Not quite sure why I picked this out for my Amazon list...I think it's because I was trying to avoid rubbishy guru driven leadership books but not wanting to go quite academic about it. Indeed I've done quite a lot of 'leadership' training over the years, some of it good, some of it bad and most of it irrelevant.
I think part of it was being in a mass melee last summer and towards the end of the four hour engagement seeing our lines break after a disastrous spell poorly handled by the field commanders of a mixed group of units. It was the first time I saw a contingent properly move from coherence to panic to breaking. I stood in the middle of it and found myself powerless as around me (and a couple of others) an entire body of several hundred people simply collapsed and ran - for no directly discernible reason and in a way that cost us dearly. There was a paucity of leadership on the field that day - particularly towards the last third of the engagement but that didn't explain (well not in a straight line) why the field was over run.
This book made me both laugh out loud and carries with it some pretty interesting ideas and thoughts about leadership. Laughs are provided because I'm a civilian reading a book for soldiers and the language is truly meant for them and not me. Setting that aside (and that it's thirty years old) it's a pretty decent practical manual for the basics of leading people in achieving task oriented activity. I emphasise the practical nature of the guide - it refers frequently to more scholarly work and makes no bones about it being a manual for use in the field. That's fine because it's often practice that's more difficult than theory.
For instance, we all know it's helpful to encourage the willing but unable but it can be a great reminder on easy ways to actually do that effectively.

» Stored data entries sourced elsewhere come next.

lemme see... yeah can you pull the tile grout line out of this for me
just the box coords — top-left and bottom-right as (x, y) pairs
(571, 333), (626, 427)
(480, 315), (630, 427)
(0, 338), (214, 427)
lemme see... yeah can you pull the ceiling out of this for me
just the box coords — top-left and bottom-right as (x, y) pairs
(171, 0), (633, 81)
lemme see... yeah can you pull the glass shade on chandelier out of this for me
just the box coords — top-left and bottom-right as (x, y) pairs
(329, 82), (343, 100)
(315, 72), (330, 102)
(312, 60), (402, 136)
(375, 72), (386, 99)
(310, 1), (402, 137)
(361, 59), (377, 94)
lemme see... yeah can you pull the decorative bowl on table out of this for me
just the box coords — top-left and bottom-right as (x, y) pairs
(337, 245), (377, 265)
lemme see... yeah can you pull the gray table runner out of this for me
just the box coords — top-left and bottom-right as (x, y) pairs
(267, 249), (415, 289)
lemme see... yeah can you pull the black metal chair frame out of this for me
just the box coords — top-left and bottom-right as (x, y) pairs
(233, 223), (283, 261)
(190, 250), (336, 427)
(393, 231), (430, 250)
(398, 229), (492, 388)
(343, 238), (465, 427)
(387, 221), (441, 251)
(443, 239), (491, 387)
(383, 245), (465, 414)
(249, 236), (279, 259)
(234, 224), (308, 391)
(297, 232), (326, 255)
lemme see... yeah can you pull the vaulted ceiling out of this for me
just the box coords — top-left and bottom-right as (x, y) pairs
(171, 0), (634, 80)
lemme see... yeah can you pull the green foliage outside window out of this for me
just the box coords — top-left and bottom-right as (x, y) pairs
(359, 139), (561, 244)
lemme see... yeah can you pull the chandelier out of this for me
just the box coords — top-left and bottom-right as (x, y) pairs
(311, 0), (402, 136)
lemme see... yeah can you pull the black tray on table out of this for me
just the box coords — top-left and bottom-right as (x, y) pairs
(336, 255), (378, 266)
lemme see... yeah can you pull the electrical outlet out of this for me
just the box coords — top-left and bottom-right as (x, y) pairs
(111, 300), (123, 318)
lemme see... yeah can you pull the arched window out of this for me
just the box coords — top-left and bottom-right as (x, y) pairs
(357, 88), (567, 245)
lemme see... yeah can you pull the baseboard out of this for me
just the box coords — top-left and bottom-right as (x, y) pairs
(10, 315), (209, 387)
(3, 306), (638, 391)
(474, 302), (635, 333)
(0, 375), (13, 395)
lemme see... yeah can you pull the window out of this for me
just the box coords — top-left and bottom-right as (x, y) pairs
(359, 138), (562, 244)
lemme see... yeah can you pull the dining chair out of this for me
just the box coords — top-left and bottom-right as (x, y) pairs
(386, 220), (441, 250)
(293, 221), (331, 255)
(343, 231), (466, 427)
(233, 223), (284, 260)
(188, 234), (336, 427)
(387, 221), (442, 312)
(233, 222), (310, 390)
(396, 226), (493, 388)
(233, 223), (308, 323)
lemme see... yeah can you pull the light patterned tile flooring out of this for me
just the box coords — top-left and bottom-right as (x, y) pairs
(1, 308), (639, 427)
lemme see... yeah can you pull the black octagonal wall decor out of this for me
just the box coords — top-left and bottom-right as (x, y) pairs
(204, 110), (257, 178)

I read a review of this by a Major in the British Army and he was pretty sniffy about it (even down to an ad hominem attack on the author's competence). I don't think that's fair - the writer knows his audience and packs some pretty dense ideas into this book - smuggled in in the guise of a plain talking CO trying to talk to his officers. Missing that and the practical nature of the text is a shame as I would probably recommend this to people leading small teams who have goals to achieve and who are under pressure, part of a larger organisation or even on their own.